Problem 1 : INSERT OVERWRITE TABLE_NAME (PARTITION..) SELECT ...
this is able to insert the data,i can see the data throw browser in the partition,but when try to fetch the data it return 0. though i refresh table everytime new data is added but still i tried to invalidate metadata for the table and again tried to fire select query and it returned 0 record. means there is no metadata info in hive metadata,looks like it missed to update the metadata. this is random behaviour.
Problem 2 : once data is inserted,invalidate is fired right after the data load,when i do select query it does not return the data but after doing invalidate metadat again it return the data,again this happens randomly.
please note we are just inserting data less than 10 MB. using cloudera 5.3.1 on RED hat 6.x.
Can you elaborate on "i can see the data throw browser in the partition"? What do you mean by that?
What do you mean by "when try to fetch the data it return 0"? Do you mean that no rows are returned?
sorry for late reply, the nas for your 2nd question is when i run count query on the table for the given partition,it returns me 0 records.

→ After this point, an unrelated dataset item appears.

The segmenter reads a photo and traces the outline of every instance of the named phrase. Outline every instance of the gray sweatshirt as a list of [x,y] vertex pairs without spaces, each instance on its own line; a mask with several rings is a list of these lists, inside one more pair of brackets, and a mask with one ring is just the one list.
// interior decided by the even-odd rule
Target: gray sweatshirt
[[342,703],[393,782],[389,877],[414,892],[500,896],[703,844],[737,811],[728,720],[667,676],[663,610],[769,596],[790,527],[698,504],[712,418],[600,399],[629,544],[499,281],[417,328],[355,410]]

Apart from the above problem i am facing yet another problem and that is,running refresh metadata is not loading the metadata on all impalad instances.
so casn you tell me that after inserting the data into table on node1 if i run refresh metadata then will it update metadata on all my three nodes or only on the node1 ? may be answer of this problem can be my solution.

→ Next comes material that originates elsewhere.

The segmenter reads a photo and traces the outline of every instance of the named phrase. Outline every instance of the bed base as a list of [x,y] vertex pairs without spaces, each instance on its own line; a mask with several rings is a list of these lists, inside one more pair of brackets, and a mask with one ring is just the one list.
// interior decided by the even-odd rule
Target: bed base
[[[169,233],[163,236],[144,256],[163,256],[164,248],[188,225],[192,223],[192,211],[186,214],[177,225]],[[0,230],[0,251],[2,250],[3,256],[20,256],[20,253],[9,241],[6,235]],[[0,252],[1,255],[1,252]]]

please note i am running impala version version 2.1.1-cdh5.
Thanks,this was really helpful.
BTW can you answer my following queries ?
1. Running refresh metadata command on one impalad node does not refresh other impalad nodes ?
2. if i insert data through impala using insert command on node1 and fire select query on node2 right after that then there is chances that i may not get the result as node2 may have no information of newly added data because statestore might take time to broadcast the newly added data metadata to all the nodes and my select query runs before that.this can not happen always but sometimes.
[note : why i am asking this question is becuase currently in my PROD env i run a job which insert the data and right after that run select query on the same data. insert query request goes to some other data nodes as chosen by hproxy and select query goes to diffrent data nodes as forwarded by hproxy. here my select query does not return the data and throws error like the parquet file does not exist. so i will get the real cause once you answer my query(2). let me know if you feel there could be some other reason also]
I resolved the problem,now after inserting the data through impala i am runninf refresh command on all individual impala nodes and then running select query on table.